On Thu, 24 Mar 2005, Nick Barnes wrote:
At 2005-03-24 08:31:14+0000, Bruce Evans writes:
what is gcc to do when -fno-builtin tells it to turn off its builtins and -ffreestanding tells it that the relevant interfaces might not exist in the library?
Plainly, GCC should generate code which fills the array with zeroes. It's not obliged to generate code which calls memset (either builtin or in a library). If it knows that it can do so, then fine. Otherwise it must do it the Old Fashioned Way. So this is surely a bug in GCC.
Nick B, who used to write compilers for a living
But the compiler can require the Old Fashioned Way to be in the library.
libgcc.a is probably part of gcc even in the freestanding case. The current implementation of libgcc.a won't all work in the freestanding case, since parts of it call stdio, but some parts of it are needed and work (e.g., __divdi3() on i386's at least). The kernel doesn't use libgcc.a, but it knows that __divdi3() and friends are needed and implements them in its libkern. Strictly, it should do something similar for memset().

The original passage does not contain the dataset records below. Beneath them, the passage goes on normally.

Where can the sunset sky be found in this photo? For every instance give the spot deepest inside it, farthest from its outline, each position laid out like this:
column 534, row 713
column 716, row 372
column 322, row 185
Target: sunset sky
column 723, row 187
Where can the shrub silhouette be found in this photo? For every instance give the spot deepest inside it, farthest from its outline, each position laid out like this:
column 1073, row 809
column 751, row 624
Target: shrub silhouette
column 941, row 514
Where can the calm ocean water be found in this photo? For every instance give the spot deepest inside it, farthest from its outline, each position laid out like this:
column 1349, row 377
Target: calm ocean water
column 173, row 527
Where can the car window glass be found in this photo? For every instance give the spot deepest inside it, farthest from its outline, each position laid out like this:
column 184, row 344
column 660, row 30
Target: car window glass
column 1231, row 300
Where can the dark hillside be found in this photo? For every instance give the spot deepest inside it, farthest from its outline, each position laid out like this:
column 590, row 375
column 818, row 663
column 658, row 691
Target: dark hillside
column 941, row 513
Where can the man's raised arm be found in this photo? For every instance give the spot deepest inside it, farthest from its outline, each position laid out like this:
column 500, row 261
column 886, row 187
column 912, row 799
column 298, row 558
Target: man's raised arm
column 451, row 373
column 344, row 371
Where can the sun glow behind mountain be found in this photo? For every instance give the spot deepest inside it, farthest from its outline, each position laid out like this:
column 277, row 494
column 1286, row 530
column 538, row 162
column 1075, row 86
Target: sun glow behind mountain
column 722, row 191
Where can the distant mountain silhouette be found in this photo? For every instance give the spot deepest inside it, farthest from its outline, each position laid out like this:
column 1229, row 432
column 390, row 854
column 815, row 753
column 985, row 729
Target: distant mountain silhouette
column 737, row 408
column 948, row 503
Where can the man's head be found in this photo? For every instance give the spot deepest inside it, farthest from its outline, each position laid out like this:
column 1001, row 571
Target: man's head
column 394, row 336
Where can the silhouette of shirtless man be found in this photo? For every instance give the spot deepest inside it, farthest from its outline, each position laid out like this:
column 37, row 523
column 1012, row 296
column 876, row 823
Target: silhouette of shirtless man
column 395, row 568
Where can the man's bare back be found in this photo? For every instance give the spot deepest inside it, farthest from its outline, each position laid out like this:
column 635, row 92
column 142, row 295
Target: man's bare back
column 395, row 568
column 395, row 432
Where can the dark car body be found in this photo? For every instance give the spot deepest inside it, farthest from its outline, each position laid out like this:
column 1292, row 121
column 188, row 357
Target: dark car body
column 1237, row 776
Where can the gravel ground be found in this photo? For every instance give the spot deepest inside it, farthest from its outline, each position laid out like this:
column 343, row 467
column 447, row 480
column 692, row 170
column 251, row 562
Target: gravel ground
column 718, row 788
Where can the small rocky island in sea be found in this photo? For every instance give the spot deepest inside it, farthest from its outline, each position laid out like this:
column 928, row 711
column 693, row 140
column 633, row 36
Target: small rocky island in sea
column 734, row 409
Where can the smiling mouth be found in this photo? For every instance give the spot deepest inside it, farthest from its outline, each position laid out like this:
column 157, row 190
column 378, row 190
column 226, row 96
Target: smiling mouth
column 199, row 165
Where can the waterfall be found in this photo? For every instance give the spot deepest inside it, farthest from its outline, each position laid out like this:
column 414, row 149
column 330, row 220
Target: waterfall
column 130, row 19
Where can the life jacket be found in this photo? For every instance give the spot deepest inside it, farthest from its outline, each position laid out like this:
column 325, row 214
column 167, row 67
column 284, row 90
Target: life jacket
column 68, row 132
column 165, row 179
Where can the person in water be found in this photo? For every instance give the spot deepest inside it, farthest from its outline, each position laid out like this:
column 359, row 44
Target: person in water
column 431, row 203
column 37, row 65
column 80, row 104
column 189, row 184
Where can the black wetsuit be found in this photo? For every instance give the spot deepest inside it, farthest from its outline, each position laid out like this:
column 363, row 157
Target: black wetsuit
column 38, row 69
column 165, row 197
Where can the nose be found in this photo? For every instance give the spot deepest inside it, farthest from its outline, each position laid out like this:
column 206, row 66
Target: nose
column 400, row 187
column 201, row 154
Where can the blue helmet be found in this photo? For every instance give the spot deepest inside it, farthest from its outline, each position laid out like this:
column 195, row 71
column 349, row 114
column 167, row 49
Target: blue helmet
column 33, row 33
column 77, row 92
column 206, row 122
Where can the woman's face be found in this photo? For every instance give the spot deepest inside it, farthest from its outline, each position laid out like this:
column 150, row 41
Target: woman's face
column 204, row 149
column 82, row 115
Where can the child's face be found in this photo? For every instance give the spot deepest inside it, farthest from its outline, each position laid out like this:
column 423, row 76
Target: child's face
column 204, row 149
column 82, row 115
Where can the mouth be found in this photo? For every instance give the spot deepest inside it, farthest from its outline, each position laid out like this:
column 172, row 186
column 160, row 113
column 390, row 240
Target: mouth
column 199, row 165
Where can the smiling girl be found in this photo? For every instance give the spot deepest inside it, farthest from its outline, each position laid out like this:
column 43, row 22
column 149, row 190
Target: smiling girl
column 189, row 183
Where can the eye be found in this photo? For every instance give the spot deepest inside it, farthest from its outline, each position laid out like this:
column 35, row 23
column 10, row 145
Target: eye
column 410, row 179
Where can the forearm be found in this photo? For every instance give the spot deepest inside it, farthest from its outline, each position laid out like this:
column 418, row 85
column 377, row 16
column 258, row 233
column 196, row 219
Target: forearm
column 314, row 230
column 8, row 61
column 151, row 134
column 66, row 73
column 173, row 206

I think the only bugs in gcc here are that the function it calls is in the application namespace in the freestanding case, and that the requirements for freestanding implementations are not all documented. The requirement for memset() and friends _is_ documented (in gcc.info), but the requirement for __divdi3() and friends are only documented indirectly by the presence of these functions in libgcc.a.